As we all know by now it costs money to borrow money. So as interest rates have gone up and up they have taken mortgage repayments with them.
On the flip side it pays to save. So as interest rates have gone up … savings rates have actually failed to keep pace with them.
Mind the gap
In fact the gap between mortgage repayments and savings rates have widened and continued widening.
The average easy saving account rates are 2.45% compared to the average two year fixed rate mortgage of 6.47%, according to Moneyfacts.
The situation has become so stark that the four major high street banks have been urged to raise their savings game by the Chancellor, Jeremy Hunt. Banks have also been summoned to a showdown on Thursday with the regulator.
That isn’t all he’s done. Gareth Mills, partner at law firm Charles Russell Speechlys, noted that Hunt had agreed an action plan with regulators to protect consumer interests at a time of rising inflation.
Mills said: “The Financial Conduct Authority’s (FCA) approach will be particularly interesting as its new ‘Consumer Duty’ framework comes into force at the end of July 2023 and will empower the FCA to set higher and clearer standards of consumer protection across the financial services sector and require firms to put their customers’ needs first. How they enforce those requirements is likely to form a large basis of this week’s discussions with the big banks”.
That sounds helpful for the nation’s savers but banks won’t be in any hurry to give savers more money because despite the pressure they are coming under by regulators and politicians, banks have every incentive to maintain low rates for savers.
Sarah Coles, head of personal finance, Hargreaves Lansdown, said banks are keenly aware of the fact that we have a serious debt problem looming in our rear view mirror. The HL Savings & Resilience Barometer found that over the next 12 months 26% of mortgage holders will be at risk of arrears, an eventuality for which banks are also having to set aside money.

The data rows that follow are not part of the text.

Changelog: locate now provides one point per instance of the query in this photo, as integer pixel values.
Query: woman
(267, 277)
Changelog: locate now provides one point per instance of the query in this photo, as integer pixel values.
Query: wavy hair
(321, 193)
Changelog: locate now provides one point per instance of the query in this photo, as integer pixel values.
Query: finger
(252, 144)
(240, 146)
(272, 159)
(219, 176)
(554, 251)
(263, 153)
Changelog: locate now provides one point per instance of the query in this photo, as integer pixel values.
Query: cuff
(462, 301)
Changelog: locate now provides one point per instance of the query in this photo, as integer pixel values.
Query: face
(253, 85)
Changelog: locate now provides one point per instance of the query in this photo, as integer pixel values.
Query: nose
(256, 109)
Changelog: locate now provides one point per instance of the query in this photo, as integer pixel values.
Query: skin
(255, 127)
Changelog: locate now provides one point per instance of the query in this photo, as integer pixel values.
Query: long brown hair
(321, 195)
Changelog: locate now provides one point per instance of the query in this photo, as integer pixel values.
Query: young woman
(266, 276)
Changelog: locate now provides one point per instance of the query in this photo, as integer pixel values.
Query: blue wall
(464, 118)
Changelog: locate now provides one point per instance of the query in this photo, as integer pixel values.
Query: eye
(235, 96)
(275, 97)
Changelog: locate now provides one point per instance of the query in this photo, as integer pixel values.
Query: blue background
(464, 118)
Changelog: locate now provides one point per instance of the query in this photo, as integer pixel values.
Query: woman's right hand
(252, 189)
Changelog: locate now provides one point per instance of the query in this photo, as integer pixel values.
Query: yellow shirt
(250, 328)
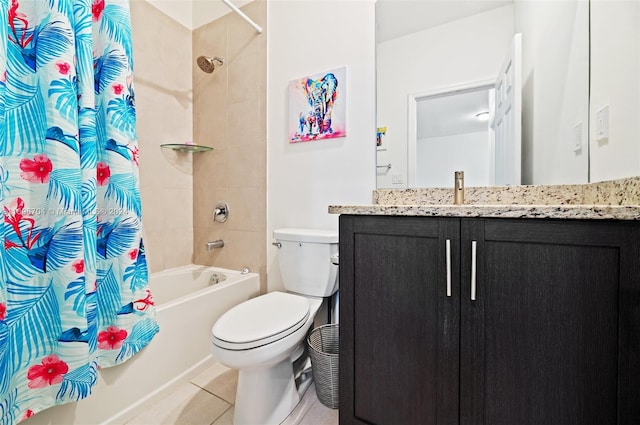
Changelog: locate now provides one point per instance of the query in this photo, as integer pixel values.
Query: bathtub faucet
(215, 244)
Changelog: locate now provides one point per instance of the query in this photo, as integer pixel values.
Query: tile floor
(208, 400)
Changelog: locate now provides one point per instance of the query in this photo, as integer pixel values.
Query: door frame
(412, 121)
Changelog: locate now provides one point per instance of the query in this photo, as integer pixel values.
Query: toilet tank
(305, 260)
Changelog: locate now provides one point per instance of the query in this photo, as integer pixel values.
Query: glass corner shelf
(186, 147)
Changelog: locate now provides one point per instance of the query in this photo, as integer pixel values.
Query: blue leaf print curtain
(73, 277)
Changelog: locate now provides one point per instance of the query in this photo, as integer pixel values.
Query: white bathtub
(187, 308)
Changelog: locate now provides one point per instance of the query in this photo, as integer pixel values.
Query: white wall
(303, 179)
(440, 157)
(555, 81)
(615, 81)
(463, 51)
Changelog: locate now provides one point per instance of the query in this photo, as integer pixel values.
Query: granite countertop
(611, 200)
(590, 212)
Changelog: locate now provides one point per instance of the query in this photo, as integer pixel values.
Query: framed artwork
(317, 106)
(380, 133)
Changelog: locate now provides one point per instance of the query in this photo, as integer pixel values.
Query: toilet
(264, 337)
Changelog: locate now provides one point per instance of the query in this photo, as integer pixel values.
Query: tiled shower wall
(230, 116)
(163, 87)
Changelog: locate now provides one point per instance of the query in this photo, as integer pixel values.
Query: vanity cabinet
(551, 337)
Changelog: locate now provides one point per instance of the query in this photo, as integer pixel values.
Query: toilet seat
(260, 321)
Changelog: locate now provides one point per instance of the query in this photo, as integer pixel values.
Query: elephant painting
(318, 99)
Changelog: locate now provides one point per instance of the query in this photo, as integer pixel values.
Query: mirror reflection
(428, 50)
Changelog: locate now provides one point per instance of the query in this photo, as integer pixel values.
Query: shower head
(208, 64)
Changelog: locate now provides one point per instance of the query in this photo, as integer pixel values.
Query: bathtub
(187, 307)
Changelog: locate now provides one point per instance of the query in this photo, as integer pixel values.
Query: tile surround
(163, 63)
(230, 116)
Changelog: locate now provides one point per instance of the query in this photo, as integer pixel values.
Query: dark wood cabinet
(552, 336)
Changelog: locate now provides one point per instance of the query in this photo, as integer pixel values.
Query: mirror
(429, 49)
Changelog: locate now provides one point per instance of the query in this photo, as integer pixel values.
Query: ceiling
(195, 13)
(396, 18)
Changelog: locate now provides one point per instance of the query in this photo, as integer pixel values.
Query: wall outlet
(602, 125)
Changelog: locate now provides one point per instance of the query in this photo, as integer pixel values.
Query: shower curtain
(74, 293)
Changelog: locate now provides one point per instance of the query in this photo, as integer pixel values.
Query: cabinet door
(399, 331)
(549, 337)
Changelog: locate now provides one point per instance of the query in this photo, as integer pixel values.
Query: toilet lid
(260, 321)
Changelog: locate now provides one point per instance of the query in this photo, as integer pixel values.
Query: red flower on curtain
(36, 170)
(13, 215)
(135, 155)
(63, 67)
(96, 9)
(49, 372)
(103, 173)
(112, 338)
(78, 266)
(133, 253)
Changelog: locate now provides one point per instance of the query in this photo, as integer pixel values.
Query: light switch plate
(602, 125)
(577, 138)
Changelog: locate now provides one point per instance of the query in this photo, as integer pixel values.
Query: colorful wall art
(317, 106)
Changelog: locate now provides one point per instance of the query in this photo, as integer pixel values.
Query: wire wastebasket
(323, 349)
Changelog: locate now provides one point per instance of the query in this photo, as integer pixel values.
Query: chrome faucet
(215, 244)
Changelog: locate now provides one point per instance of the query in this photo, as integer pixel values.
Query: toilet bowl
(266, 391)
(264, 336)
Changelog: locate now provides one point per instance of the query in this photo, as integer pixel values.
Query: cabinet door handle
(474, 247)
(448, 245)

“When the high street banking giants are hauled over the coals by the regulator, they may make some small concessions, but there are several persuasive reasons why they might choose to stand firm. Fortunately, you don’t have to settle for the miserable rates they’re offering, because even if they don’t move an inch, you could boost your returns significantly,” Coles said.
Harsh Reality
The harsh reality is that banks don’t need our money because they are enjoying a combination of lockdown savings and cheap money from the money-printing era, Coles noted.
Meanwhile, the fall in mortgage approvals means they don’t need as much money for new borrowers, so there’s no real incentive to push up their rates and bring more funds in through the door.

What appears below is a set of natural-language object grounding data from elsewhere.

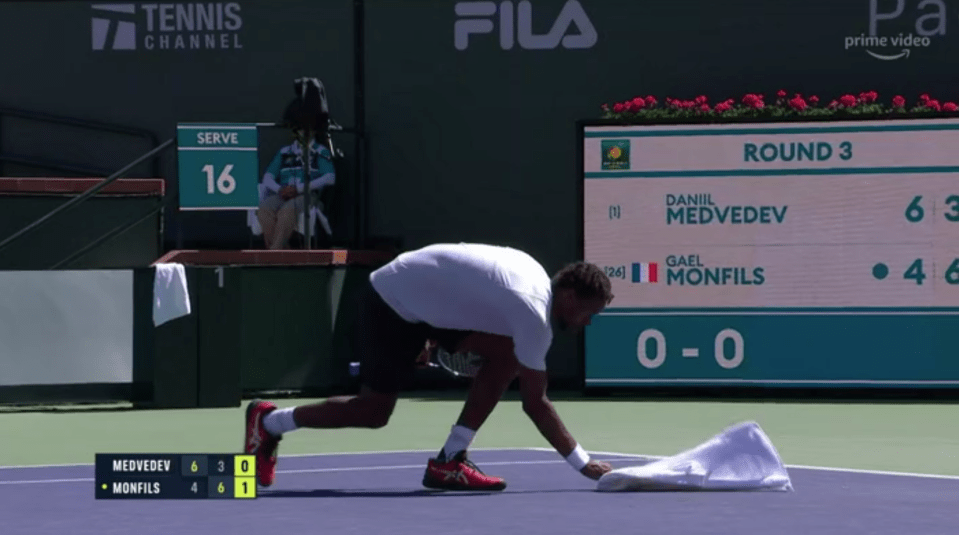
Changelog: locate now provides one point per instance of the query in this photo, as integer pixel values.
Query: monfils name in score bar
(182, 476)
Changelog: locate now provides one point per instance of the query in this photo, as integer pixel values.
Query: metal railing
(72, 203)
(46, 163)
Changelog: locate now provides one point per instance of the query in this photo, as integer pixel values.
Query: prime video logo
(179, 26)
(928, 18)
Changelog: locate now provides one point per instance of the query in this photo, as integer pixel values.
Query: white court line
(799, 467)
(290, 455)
(314, 470)
(538, 449)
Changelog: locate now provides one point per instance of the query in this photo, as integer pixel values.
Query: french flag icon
(645, 272)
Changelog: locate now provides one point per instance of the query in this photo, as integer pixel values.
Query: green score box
(218, 166)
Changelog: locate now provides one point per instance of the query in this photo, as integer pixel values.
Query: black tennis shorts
(387, 345)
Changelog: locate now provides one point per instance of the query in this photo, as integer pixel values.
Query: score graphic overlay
(175, 476)
(788, 254)
(218, 166)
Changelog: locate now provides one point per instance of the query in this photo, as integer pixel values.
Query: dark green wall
(473, 145)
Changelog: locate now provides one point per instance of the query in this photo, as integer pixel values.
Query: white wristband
(578, 458)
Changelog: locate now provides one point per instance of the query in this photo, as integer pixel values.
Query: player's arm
(541, 411)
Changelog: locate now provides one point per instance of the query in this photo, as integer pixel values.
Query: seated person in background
(284, 200)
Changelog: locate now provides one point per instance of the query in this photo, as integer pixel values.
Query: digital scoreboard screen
(799, 254)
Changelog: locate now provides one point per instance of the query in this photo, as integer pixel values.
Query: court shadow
(384, 493)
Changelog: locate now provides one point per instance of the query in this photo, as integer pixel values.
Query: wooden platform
(76, 186)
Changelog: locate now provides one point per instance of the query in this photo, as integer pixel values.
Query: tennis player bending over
(494, 301)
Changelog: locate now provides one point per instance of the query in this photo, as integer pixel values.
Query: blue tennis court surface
(364, 493)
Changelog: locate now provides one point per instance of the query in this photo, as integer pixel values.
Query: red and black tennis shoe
(260, 442)
(459, 473)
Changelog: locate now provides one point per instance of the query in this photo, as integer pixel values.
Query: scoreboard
(799, 254)
(175, 476)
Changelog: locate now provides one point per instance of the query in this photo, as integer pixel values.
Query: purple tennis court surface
(376, 493)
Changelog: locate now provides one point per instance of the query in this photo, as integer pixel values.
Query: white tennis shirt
(474, 287)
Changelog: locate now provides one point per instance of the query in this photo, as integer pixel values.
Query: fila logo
(477, 18)
(113, 34)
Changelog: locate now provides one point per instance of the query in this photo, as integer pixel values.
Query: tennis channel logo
(615, 154)
(152, 27)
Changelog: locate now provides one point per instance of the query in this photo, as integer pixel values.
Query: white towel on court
(171, 299)
(740, 458)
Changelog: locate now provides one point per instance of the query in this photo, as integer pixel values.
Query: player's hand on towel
(596, 469)
(424, 357)
(288, 192)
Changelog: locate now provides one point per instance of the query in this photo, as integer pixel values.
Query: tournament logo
(615, 153)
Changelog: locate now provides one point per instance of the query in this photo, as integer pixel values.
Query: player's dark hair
(587, 280)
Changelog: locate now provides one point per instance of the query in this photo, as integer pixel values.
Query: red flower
(847, 101)
(753, 101)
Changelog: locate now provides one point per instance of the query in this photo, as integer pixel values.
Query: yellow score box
(244, 466)
(244, 487)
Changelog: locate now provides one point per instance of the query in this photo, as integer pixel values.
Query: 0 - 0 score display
(827, 258)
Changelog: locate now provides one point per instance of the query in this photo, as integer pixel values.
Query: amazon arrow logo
(903, 54)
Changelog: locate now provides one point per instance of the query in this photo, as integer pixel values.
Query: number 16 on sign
(218, 166)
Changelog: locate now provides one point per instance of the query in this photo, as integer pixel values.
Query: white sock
(459, 440)
(279, 421)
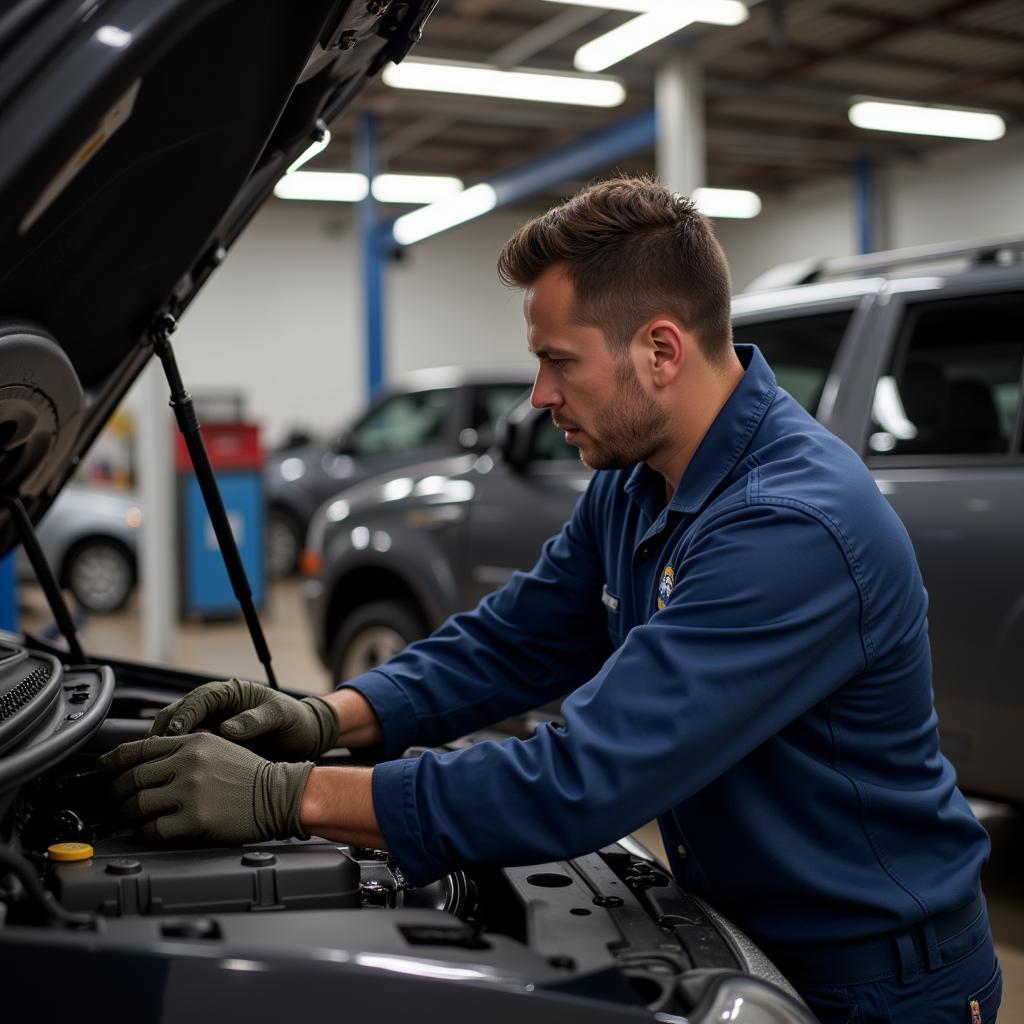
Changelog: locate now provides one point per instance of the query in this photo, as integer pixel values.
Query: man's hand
(203, 786)
(273, 723)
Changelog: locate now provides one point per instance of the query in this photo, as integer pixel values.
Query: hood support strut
(184, 411)
(44, 574)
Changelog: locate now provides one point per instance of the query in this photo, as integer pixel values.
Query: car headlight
(292, 469)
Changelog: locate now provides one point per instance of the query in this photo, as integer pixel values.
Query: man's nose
(545, 394)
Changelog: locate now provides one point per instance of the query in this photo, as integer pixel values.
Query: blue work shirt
(749, 664)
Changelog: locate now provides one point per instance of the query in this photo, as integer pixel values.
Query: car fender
(390, 549)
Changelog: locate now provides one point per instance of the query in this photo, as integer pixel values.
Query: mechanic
(737, 616)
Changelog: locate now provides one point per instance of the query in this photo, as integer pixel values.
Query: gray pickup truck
(913, 357)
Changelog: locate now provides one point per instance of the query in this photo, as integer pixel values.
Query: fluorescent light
(337, 186)
(331, 186)
(414, 187)
(311, 152)
(636, 6)
(422, 223)
(914, 120)
(111, 35)
(735, 203)
(639, 33)
(479, 80)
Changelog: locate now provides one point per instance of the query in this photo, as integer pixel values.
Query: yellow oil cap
(69, 851)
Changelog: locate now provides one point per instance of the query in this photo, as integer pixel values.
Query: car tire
(282, 544)
(100, 573)
(371, 635)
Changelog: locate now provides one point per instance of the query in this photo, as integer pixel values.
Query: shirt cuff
(392, 707)
(393, 788)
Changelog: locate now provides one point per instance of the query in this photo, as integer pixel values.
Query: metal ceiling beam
(545, 35)
(878, 36)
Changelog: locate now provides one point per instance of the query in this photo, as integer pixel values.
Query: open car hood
(137, 139)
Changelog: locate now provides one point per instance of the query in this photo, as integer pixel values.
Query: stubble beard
(632, 426)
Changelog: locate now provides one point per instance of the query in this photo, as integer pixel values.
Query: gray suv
(428, 413)
(914, 358)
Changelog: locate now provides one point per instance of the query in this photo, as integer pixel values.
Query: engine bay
(610, 926)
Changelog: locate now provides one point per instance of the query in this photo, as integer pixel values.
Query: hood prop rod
(184, 412)
(45, 577)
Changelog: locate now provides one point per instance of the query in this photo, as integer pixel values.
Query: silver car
(90, 538)
(914, 358)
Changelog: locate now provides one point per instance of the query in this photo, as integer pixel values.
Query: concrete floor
(222, 648)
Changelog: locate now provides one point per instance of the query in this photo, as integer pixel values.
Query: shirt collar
(722, 446)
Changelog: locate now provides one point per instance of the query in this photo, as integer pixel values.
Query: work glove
(203, 786)
(269, 722)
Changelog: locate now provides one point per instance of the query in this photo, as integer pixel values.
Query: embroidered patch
(665, 586)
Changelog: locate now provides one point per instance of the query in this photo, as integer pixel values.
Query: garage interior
(760, 107)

The larger the gap between the savings and mortgage rates, the more money banks stand to make, which comes as a welcome relief for them after the years of imperceptible interest rates and competitive mortgage markets.
“The rise in rates has given them an opportunity to make up for lost time, so they’re busy filling their boots,” Coles said.
But Coles said that if banks were minded to give people any help they should prioritise borrowers rather than savers.
“They know that rocketing mortgage rates will mean more people start to struggle and may miss payments,” she said, adding: “It’s in their best interests to focus any support on ensuring people can keep paying their mortgage while rates are higher.”